Gaultheria crassa seeds are pointy in shape and range from 0.50–0.90 mm in length. The outside of the seed ranges from a pale yellow-orange to dark brown or henna shade. The Gaultheria genus has long-lived seeds that create a persistent seed bank. Studies show that germination of Gaultheria crassa seeds are often delayed by 2–3 weeks with germination occurring readily after this time frame. Light is found to be a requirement for the germination and seeds have been reported to be viable for up to 12 months, with reduced germination after 16 months.

===Predators, parasites, and diseases===
This species is known to be included in the diet of Westland chamois and is also likely to be included in the diet of feral goat with studies of Galutheria crassa showing the plant having more prominence in goat-free locations.
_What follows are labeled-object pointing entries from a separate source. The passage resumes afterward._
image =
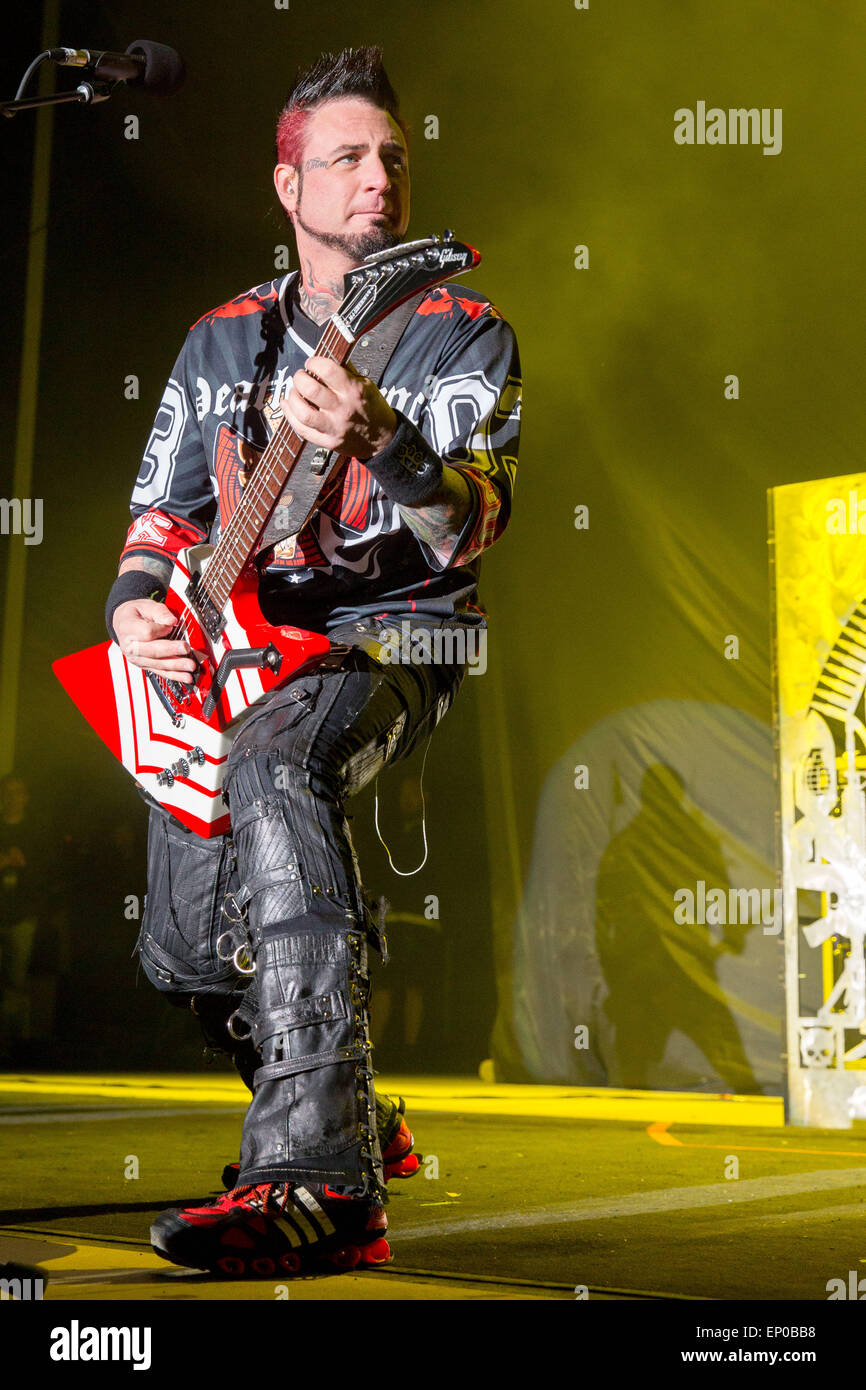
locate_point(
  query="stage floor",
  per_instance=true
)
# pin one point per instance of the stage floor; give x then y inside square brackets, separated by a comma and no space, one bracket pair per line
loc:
[524,1193]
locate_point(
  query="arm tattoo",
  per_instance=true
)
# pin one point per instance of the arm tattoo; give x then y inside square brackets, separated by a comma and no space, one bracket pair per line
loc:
[441,520]
[156,565]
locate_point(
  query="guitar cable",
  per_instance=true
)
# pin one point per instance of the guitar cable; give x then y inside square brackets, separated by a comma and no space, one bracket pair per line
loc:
[405,873]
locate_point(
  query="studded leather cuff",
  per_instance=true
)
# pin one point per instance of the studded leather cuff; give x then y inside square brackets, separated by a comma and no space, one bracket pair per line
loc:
[407,469]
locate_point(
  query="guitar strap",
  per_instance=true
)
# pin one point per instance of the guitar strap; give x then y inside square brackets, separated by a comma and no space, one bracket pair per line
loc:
[316,467]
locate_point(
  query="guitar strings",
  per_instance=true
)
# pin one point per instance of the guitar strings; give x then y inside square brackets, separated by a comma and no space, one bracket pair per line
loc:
[282,438]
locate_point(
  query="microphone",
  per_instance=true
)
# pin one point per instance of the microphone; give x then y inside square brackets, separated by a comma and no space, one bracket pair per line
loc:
[150,66]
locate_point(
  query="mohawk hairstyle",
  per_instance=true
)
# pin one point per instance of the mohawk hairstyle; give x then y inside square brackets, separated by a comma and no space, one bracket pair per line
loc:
[357,72]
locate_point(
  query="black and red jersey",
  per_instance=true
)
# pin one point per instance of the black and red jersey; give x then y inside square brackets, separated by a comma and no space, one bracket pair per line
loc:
[455,374]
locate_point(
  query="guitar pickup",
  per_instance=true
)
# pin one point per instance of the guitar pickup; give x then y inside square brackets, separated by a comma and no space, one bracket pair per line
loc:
[320,460]
[235,659]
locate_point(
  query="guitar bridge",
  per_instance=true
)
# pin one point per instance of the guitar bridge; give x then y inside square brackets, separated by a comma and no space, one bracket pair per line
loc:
[237,658]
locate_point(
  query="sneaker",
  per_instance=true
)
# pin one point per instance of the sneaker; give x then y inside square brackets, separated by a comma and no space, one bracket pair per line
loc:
[275,1229]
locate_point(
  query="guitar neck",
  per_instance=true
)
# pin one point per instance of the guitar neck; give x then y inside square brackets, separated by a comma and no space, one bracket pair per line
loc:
[241,537]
This suggests that feral goats may be a major predator of the species and the suggestion is supported by goats browsing on closely related Gaultheria antipoda. Thar find Gaultheria crassa extremely palatable, and thus are another predator for the species. There are no other reports of predators, and the abundance of G. crassa among alpine scrub and shrublands could suggest that predation of the species is low where thar, goats and chamois are absent.

==Other information==
Ten Gaultheria species (of over 200) are native to New Zealand. The group is believed to have evolved less than 80 million years ago, meaning they arrived after the landmass split from the continent of Gondwana. There is strong phylogenetic data suggesting that the New Zealand species are most closely related to Gaultheria in South America, with a high likelihood that these have naturally dispersed to New Zealand and since speciated. Gaultheria also has sister taxa in Australia and it is highly likely that Australian species originated from the dispersal of New Zealand species.

Many New Zealand species of Gaultheria are known to readily hybridise with each other. A hybrid between Gaultheria crassa and Gaultheria depressa (mountain snowberry) is found to have the typical white berries of mountain snowberry and the larger thicker leaves of Gaultheria crassa. Other hybridisation has been reported between G. macrostima x crassa.

Another well-studied area of the Gaultheria species in New Zealand is their gynodioecy. This is a phenomenon where some plants within a species have only seed-producing flowers, and others have flowers producing both pollen and seeds. This phenomenon is seen with Gaultheria crassa, with slight flower variation between female flowers, and bisexual flowers recorded.